Po-02-211 the abundance of mutant calmodulin protein determines the severity of the arrhythmia phenotype in a mouse model of a human calmodulinopathy

Single-point missense mutations in the 3 calmodulin (CaM) genes (CALM1, CALM2, CALM3) which encode the identical amino acid sequence, cause LQTS and/or CPVT. All 3 CaM genes are expressed in the heart. It remains unclear how a mutation in only 1 of 6 CaM alleles can give rise to severe arrhythmia. To test the hypothesis that mutant CaM levels are disproportionally increased compared to wildtype (WT) CaM levels in CaM mutant mouse hearts and that the severity of the phenotype critically depends on the magnitude of the mutant/WT CaM ratio. Adult Knock-in mice heterozygous or homozygous for the p.N98S CaM mutation in CALM1 (Calm1N98S/+ and Calm1N98S/N98S mice, respectively) and wildtype littermates (Calm1+/+) were subjected to telemetric ECG recording. Left ventricular tissues were used to quantify the absolute levels of WT and mutant CaM peptide using C13 and N15–labeled synthetic peptides and liquid chromatography-tandem mass spectrometry (LC-MS/MS). The 24-h plots of heart rate and QTc interval revealed Calm1N98S allele dosage-dependent sinus bradycardia and QTc prolongation (Figure A; p<0.05; 10 Calm1+/+, 9 Calm1N98S/+ and 9 Calm1N98S/N98S mice).

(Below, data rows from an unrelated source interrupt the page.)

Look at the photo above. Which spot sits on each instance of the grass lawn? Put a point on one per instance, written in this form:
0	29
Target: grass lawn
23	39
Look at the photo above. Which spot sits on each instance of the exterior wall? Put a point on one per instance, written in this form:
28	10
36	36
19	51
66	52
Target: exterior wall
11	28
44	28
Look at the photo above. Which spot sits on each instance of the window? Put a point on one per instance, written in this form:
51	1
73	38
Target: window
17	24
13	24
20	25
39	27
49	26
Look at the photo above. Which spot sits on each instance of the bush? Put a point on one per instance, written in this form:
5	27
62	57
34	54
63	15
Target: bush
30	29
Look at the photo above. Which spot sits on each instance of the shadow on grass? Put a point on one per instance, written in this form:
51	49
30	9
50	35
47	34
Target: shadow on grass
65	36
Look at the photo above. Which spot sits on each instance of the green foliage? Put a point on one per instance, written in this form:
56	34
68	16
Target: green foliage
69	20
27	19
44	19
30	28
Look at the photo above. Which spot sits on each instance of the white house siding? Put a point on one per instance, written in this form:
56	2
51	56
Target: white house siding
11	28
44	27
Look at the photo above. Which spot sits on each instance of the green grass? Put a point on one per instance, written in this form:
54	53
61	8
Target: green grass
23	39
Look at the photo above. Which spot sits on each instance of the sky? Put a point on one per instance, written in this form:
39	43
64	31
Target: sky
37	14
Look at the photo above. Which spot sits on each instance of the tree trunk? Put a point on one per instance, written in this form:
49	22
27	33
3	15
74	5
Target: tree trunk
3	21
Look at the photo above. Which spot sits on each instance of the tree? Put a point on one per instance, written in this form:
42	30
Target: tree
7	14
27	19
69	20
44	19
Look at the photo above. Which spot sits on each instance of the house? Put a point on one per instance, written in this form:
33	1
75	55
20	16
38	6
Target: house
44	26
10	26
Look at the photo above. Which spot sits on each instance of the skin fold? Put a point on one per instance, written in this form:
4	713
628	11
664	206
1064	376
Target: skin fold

Arrhythmia scores were significantly elevated in Calm1N98S/N98S mice of either sex versus Calm1+/+ and Calm1N98S/+ mice (lower left panel Figure A). In addition, episodes of spontaneous bidirectional ventricular tachycardia occurred in 5 of 9 male and 6 of 9 female Calm1N98S/N98S mice but in none of 10 Calm1+/+ or 9 Calm1N98S/+ mice (lower right panel Figure A; p<0.05). Total CaM peptide levels significantly increased in a Calm1N98S allele dosage-dependent manner (left panel Figure B; Calm1+/+ vs Calm1N98S/+ vs Calm1N98S/N98S: 32.0±1.9 vs 43.0±1.7vs 55.9 ±1.5 pg; n=4 per genotype; P<0.05, one way-ANOVA). Intriguingly, the fraction of mutant CaM peptide increased while that of WT CaM decreased as Calm1N98S allele number increased (all p<0.05, one way-ANOVA; Figure B). Our results suggest that the p.N98S CaM mutation causes alterations in the synthesis and/or degradation of both mutant and WT CaM protein, determining the severity of arrhythmogenic calmodulinopathy. Such changes in CaM protein homeostasis may explain the apparent dominate negative phenotype of CaM gene mutations.